Malaysias König Abdullah nominiert in Regierungskrise neuen Premier

Der König von Malaysia, Sultan Abdullah Sultan Ahmad Shah,. Foto: epa/Fazry Ismail
Der König von Malaysia, Sultan Abdullah Sultan Ahmad Shah,. Foto: epa/Fazry Ismail

KUALA LUMPUR: Auf der Suche nach einer neuen Regierung für Malaysia hat König Abdullah den Präsidenten der bisher mitregierenden Bersatu-Partei, Muhyiddin Yassin, zum neuen Premierminister ernannt. Muhyiddin könne augenscheinlich mit der größten Unterstützung rechnen und werde am (morgigen) Sonntag vereidigt, hieß es am Samstag in einer Mitteilung des Königspalastes.
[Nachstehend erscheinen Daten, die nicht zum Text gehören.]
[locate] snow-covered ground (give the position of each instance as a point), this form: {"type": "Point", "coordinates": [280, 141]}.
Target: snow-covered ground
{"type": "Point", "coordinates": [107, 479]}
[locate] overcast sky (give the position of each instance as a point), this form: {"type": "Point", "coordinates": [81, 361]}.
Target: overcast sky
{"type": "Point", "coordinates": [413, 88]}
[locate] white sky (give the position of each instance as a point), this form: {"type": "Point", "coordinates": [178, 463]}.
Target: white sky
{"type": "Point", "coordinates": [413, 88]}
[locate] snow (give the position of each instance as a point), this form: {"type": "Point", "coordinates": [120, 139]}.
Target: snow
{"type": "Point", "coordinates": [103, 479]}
Damit schien der Übergangspremier und bisherige Regierungschef Mahathir Mohamad, der ebenfalls Bersatu angehört, aus dem Rennen um die Macht.

Doch Mahathir sagte am späten Abend, er habe die nötige Mehrheit von 114 Parlamentariern hinter sich, um im Amt bleiben zu können. Beobachter sagten, es sei nun abzuwarten, ob Muhyiddin tatsächlich am Sonntag vereidigt werde. König Abdullah könnte nun nämlich daran zweifeln, dass Mahathirs parteiinterner Rivale wirklich eine Mehrheit hinter sich habe, hieß es. 114 Stimmen wären zwei mehr als für die Bildung einer Regierung benötigt werden.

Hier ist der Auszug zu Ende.